This hunt started well before dawn. My alarm went off at 4AM, and within twenty minutes I was covered from head to toe in borrowed camouflage. I had never gone turkey hunting before, and it could not be more opposite from the upland pheasant hunting I took part in this past fall. Pheasant hunting is a chatty jaunt through the woods in bright orange with a happy spaniel flushing explosions of feathers in your face. You point a shotgun and take home dinner. But turkeys are clever, sly, and can see you move your hand to scratch your face from fifty yards away. You need to become part of the landscape to hunt them, and trick them with calls and decoys. If you're lucky a Jake or a Tom come into your line of fire and you get a chance.
So my friend and mentor, Steve, was with me. He leant me an automatic 12-gauge and his hunting clothes. He would show me what to do, how to act, and how a hunt should go. The plan was to sit still, call in some birds, and see what happens/hopefully shoot them. So in the black of an old farm pasture we set up our blind by a fallen log near an old property-line hedgerow. I sat like a toddler in a car seat while he set up the decoys at the base of the field, just 25 yards away. After a few minutes of his gadget calls we heard gobbles. (What a rush!)

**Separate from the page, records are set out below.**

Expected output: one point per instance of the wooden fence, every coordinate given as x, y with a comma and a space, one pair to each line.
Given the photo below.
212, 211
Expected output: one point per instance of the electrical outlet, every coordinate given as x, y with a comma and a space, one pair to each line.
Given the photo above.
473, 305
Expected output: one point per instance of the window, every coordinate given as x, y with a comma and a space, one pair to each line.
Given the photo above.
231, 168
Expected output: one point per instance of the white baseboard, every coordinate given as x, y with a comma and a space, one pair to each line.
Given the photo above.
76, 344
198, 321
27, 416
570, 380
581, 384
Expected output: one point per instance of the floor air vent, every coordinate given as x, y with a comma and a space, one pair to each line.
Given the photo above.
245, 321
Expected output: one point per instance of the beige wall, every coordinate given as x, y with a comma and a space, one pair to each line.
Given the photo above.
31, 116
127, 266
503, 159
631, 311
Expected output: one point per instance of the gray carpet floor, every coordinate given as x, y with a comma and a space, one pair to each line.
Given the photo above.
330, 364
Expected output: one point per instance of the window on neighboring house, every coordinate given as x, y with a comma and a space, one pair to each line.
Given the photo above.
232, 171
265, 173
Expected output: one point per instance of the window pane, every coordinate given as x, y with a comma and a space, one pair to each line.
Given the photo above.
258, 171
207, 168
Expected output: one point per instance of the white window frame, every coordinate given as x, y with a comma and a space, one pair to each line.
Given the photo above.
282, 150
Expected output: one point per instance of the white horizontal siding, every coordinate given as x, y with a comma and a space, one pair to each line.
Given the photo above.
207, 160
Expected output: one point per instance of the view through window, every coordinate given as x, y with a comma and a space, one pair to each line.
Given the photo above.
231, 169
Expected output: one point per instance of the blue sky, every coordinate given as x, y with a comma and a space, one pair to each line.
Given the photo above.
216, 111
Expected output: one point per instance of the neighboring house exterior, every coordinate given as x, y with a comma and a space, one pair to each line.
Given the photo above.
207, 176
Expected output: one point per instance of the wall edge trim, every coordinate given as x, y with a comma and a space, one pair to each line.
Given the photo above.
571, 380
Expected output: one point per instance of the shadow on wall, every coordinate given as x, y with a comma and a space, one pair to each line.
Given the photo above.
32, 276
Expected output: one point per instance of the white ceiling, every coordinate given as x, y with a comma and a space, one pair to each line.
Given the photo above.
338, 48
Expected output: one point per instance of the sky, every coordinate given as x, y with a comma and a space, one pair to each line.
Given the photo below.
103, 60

After an hour of zen-monk stillness paired with turkey calling, Steve called in two jakes and a hen. I could see them 300 yards away and my heart stopped. My already numb butt shot up into me with pain. I barely moved. Steve got out a slate call and mocked the hen's sharp chirp and like as if we just advertised free turkey-orgies the two Jakes ran right too us. The saw the decoys and fluffed up into their strut. They looked wonderful, like cardboard Thanksgiving decorations taped to elementary school walls. Steve told me to take my shot soon as I was ready. The moment could not have been more perfect. The shot, a gift from New York herself, and two birds dancing not an end zone away. I sucked in all the air in Washington County, pointed my shotgun, and fired...

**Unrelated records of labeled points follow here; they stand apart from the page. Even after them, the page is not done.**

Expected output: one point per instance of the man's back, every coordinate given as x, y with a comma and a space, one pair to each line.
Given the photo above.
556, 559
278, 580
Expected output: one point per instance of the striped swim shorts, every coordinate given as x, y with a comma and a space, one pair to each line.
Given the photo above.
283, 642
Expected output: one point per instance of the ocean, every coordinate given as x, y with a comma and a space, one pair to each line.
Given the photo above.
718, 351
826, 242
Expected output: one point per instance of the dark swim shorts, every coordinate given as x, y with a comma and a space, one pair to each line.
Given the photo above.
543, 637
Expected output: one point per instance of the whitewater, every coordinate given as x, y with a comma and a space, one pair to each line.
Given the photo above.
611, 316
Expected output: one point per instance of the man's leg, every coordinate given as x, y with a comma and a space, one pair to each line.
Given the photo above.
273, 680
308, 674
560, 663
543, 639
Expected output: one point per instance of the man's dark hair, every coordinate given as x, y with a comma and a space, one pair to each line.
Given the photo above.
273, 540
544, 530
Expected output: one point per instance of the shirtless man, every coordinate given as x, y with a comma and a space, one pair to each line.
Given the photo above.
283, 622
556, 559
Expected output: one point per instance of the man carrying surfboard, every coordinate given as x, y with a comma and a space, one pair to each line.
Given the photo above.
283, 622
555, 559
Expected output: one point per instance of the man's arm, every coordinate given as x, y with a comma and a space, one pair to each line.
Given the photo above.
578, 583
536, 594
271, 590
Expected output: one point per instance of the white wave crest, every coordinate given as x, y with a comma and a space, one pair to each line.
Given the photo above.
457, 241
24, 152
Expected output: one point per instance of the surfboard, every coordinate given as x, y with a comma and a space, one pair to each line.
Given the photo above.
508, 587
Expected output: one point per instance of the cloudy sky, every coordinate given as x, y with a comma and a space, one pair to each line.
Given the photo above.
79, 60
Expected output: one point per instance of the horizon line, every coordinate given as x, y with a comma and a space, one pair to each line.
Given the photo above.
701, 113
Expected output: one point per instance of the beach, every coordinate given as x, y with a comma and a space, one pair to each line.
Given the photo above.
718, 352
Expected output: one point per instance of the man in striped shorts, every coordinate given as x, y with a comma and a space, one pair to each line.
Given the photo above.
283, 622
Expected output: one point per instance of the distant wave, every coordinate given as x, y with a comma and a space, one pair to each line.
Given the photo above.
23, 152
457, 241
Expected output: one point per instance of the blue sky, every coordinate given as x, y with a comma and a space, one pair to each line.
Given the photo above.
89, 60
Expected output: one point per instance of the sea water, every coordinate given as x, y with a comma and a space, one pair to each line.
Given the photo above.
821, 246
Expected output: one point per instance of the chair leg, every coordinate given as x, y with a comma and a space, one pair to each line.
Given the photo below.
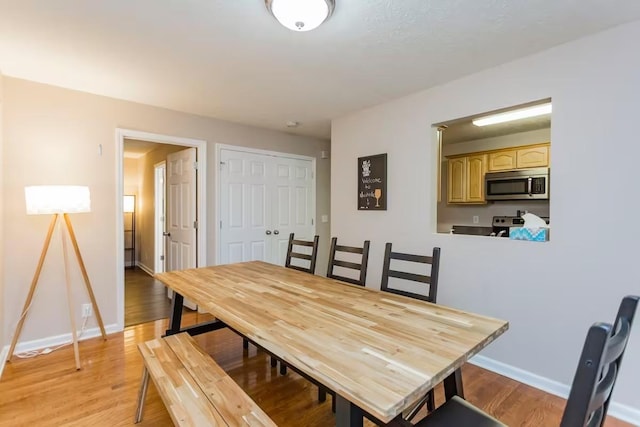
322, 394
142, 394
431, 401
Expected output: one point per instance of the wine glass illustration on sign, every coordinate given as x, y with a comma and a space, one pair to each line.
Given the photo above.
377, 193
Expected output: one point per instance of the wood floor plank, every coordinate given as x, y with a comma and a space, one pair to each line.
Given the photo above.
145, 298
48, 391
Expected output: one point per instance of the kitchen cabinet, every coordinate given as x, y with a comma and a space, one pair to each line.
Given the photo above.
466, 179
476, 168
502, 160
536, 156
456, 188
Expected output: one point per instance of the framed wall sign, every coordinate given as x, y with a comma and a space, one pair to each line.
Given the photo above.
372, 183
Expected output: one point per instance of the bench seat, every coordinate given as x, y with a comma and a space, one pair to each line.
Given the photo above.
195, 390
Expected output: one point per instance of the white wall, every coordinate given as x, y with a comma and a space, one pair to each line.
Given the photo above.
2, 166
51, 135
550, 292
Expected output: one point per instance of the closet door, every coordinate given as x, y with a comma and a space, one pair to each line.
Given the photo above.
263, 198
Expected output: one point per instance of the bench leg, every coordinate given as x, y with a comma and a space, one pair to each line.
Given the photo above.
142, 394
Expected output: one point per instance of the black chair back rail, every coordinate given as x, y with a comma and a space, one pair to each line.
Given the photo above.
598, 369
361, 267
307, 257
431, 279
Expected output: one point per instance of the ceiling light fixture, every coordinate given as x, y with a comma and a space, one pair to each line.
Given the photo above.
523, 113
301, 15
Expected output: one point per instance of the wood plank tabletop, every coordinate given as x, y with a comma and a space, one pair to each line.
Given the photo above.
378, 350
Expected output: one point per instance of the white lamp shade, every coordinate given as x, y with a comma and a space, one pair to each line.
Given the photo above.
129, 204
301, 15
52, 199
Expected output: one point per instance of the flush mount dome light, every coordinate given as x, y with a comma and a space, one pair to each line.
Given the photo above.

And I missed. I missed all three shots. At point-blank range I did nothing more than scare them. Truth is, I totally misunderstood how to aim a shotgun after months without practice. I was aiming too high. Following the advice to "look at the bead" at the end of the gun, I aimed true, but you're supposed to only see that bead on your site. I could see my whole barrel when I fired. I didn't realize that bead was the ONLY thing I should see. I shot feet over their head into the hill behind them. It was all my novice stupidity. I completely ruined the hunt for Steve, who was beyond polite and an amazing sport, but I was crushed. I wanted to make him proud. Instead I made noise pollution.
It could have been a perfect story, a beautiful meal, a wonderful moment. Instead we watched all three silly birds scuttle unharmed up the hill away from us. Not a tragedy, not by a long shot, but not a proud moment either. I will try again this month if I am given the chance.
Maybe I'll be hungry for turkey after I eat up all this crow.